We've explored three distinct approaches for checking if two arrays are disjoint in Java: brute-force, HashSet-based, and sort-and-two-pointers. Each method offers different trade-offs in terms of time and space complexity.

• The brute-force method is straightforward to implement but is the least efficient for large arrays (O(N\*M)).
• The HashSet approach offers significant performance improvements (average O(N+M)) by utilizing constant-time average lookups, but it incurs additional space complexity (O(N)).
• The sorting and two-pointers method provides a good balance (O(N log N + M log M) time, O(1) auxiliary space if sort is in-place), especially if the arrays are already sorted or if memory usage is a critical concern over raw speed.
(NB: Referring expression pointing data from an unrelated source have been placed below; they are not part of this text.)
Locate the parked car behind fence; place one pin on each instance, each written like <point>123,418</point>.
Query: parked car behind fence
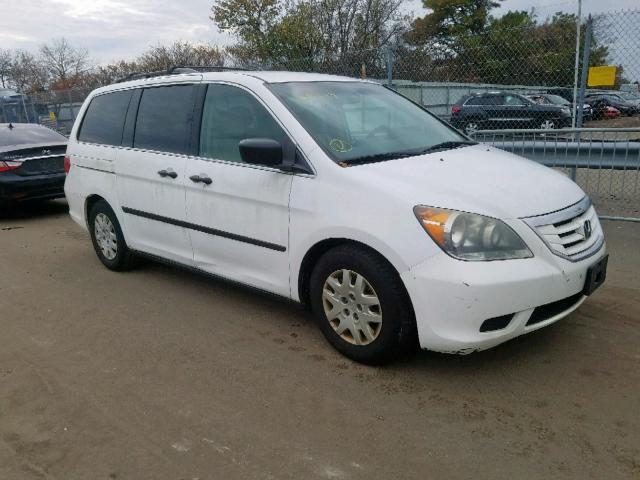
<point>496,110</point>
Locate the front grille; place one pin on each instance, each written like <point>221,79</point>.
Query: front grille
<point>545,312</point>
<point>573,233</point>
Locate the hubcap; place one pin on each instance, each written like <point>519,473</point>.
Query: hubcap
<point>352,307</point>
<point>106,236</point>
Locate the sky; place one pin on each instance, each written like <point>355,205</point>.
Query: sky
<point>115,29</point>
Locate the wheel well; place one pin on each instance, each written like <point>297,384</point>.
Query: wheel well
<point>313,255</point>
<point>88,205</point>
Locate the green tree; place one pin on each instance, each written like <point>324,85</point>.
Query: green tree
<point>448,19</point>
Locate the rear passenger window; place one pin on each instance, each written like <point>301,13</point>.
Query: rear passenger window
<point>165,117</point>
<point>104,121</point>
<point>231,114</point>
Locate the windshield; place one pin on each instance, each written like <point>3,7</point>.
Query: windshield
<point>21,134</point>
<point>357,121</point>
<point>557,100</point>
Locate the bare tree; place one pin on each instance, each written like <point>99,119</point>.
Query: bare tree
<point>64,63</point>
<point>161,57</point>
<point>6,61</point>
<point>27,73</point>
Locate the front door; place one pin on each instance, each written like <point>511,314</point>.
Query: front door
<point>238,213</point>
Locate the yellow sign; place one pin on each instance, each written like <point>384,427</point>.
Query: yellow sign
<point>602,76</point>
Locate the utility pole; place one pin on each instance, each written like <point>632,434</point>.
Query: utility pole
<point>577,65</point>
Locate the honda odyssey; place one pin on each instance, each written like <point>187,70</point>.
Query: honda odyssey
<point>394,228</point>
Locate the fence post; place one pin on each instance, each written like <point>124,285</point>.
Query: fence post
<point>389,66</point>
<point>24,107</point>
<point>585,70</point>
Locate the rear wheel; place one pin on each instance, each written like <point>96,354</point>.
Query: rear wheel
<point>361,305</point>
<point>107,238</point>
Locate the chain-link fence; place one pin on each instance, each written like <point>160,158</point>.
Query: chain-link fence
<point>519,74</point>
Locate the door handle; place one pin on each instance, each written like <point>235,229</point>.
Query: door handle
<point>202,178</point>
<point>167,173</point>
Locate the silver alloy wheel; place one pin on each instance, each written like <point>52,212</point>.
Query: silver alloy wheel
<point>471,128</point>
<point>352,307</point>
<point>106,237</point>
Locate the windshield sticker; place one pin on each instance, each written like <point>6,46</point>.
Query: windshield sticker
<point>340,146</point>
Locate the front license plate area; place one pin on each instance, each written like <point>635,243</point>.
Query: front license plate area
<point>596,275</point>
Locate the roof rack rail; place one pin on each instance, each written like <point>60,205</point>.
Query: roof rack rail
<point>176,70</point>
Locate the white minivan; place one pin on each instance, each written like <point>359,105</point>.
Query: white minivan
<point>394,228</point>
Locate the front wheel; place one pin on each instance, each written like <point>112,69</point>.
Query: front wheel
<point>471,128</point>
<point>361,305</point>
<point>107,238</point>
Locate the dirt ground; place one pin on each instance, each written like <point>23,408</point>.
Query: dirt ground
<point>163,374</point>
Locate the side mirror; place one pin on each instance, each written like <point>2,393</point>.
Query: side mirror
<point>261,151</point>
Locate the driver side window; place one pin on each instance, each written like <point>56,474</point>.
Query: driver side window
<point>513,101</point>
<point>230,115</point>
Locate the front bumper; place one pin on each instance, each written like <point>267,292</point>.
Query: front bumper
<point>16,188</point>
<point>452,299</point>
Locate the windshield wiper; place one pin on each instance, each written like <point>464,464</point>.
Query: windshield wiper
<point>448,146</point>
<point>381,157</point>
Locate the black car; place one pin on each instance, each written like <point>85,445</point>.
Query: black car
<point>599,101</point>
<point>31,163</point>
<point>498,110</point>
<point>552,99</point>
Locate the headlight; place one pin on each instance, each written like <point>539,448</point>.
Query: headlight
<point>468,236</point>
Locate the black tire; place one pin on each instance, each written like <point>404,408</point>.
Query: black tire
<point>397,334</point>
<point>124,258</point>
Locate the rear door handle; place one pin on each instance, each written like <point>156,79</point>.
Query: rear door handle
<point>167,173</point>
<point>202,178</point>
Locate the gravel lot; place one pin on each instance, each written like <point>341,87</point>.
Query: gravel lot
<point>162,374</point>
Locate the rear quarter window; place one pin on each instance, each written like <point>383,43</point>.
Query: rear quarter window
<point>165,119</point>
<point>104,121</point>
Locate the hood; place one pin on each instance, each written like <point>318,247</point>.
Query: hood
<point>478,179</point>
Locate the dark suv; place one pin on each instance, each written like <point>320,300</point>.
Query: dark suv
<point>498,110</point>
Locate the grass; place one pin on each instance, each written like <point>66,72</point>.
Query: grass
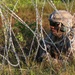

Choosing the best approach depends on the specific constraints of your application, including array sizes, frequency of checks, and available memory.

Summary

• Disjoint Arrays: Two arrays are disjoint if they share no common elements.
• Brute-Force:
• Compares every element of arr1 with every element of arr2.
• Time Complexity: O(N\*M)
• Simple, but inefficient for large arrays.
• HashSet Approach:
• Adds all elements of one array to a HashSet.
• Iterates through the second array, checking for existence in the HashSet.
• Time Complexity: Average O(N+M)
• Space Complexity: O(N)
• Highly efficient for large arrays, but uses additional memory.
• Sorting and Two-Pointers:
• Sorts both arrays.
• Uses two pointers to traverse sorted arrays, looking for matches.
• Time Complexity: O(N log N + M log M)
• Space Complexity: O(1) (for in-place sort)
• Good for large arrays when memory is constrained or sorting is permissible.